Tuesday, October 10, 2017
About Miffy and Tom
In class yesterday, we had a sort of cultural studies show-and-tell, where we each brought in an object and got a bit theoretical on its arse. My piece was a Chinese pencil case that I picked up in Bangkok in 2001. The main design revolves around iterations of Miffy (aka Nijntje), the rabbit character created by the late Dick Bruna in 1955 and (to his chagrin) something of an inspiration to the Japanese Hello Kitty.
But what’s special about this slab of turn-of-the-millennium cross-cultural kitsch is the slab of text on the right; some very slightly mis-spelled lines from the last section of TS Eliot’s The Love Song of J Alfred Prufrock. Now, I have no idea why these two elements were juxtaposed. I’d guess that whoever designed the piece wasn’t a devoted fan of Modernist poetry; it was just a chunk of the English language and could just as well have been the Shipping Forecast or a recipe for pesto. Serendipitously, though, it tied in with one of the readings we’d been assigned for the class, Andreas Huyssen’s plea for students of culture to get beyond notions of “high” and “low” art and become aware of more significant distinctions (geographical, political, economic, etc). Here were two manifestations of culture, which most people in the room (and reading this) would define as “high” (Eliot) and “low” (or, less pejoratively, “mass” – Miffy); but to the anonymous individual who actually created the thing, there was probably no such distinction.

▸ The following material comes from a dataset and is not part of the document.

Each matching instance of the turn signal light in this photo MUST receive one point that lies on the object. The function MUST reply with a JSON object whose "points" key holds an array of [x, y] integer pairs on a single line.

So, in one piece, high meets low and east meets west. But it gets better. One of my classmates turned the case over and pointed to a few Chinese characters, explaining that they were a reference to the scholars who passed the rigorous civil service exams in imperial times, the only way for poor, unconnected people to make any kind of social advance. So, in addition to high/low and east/west we had ancient/modern. And crucially, in these death-of-the-author days, all of these connections/collisions were pretty much accidental.
And you can even keep pencils in it.